"When I went to St. Louis County, Mo., last month to report on the
municipal courts system there, I left pretty overwhelmed by what I saw.
(You can read my report here.)
I’ve done a lot of reporting on the criminal justice system over the
last 10 years or so, and the beat itself can sometimes be pretty bleak.
But I don’t ever recall encountering the kind of fatalism, frustration,
and despair that I saw on display in those courtrooms."
"Occupancy permits are just one of the myriad ways in which these
municipalities can sap funds from poor people. Basically, if you live in
St. Louis County, you’re required to get one for your residents. It
doesn’t matter if you rent or own. The police can then periodically make
compliance checks (although generally they conduct these checks after
they’ve been called to a residence for another reason, like a noise
complaint or domestic dispute). If there are more people in your place
than your permit allows, they can fine you and each person in your home.
Attorneys I spoke to say the regulation can end up being a way to
enforce antiquated local laws against unmarried cohabitation, and
judging by comments you sometimes hear in courtrooms or from local
officials, a way for police and prosecutors to essentially fine people
for having premarital sex. You can probably guess which communities are
most likely to be subjected to these occupancy inspections."

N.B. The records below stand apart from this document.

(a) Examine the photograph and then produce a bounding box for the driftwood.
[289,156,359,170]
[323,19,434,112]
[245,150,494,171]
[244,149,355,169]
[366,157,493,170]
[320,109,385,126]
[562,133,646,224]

"When a local government’s very existence depends on its citizens
breaking the law — when fines from ordinance violations are written into
city budgets for the upcoming year as a primary or even the main
expected source of revenue — the relationship between the government and
the governed is not one of public officials serving their constituents,
but of preying off of them. When the primary mission of a police
department isn’t to protect citizens but to extract money from them, and
when the cops themselves don’t look like, live near or have much in
common with the people from whom they’re extracting that money, you get
cops who start to see the people they’re supposed to be serving not as
citizens with rights, but as potential sources of revenue, as
lawbreakers to be caught. The residents of these towns then see cops not
as public servants drawn from their own community to enforce the laws
and keep the peace, but as outsiders brought in to harass them, whose
salaries are drawn from that harassment. The same goes for the judges
and prosecutors, who also rarely live in the towns that employ them."
How would you like it if the police and courts were doing this shit in YOUR city???????????????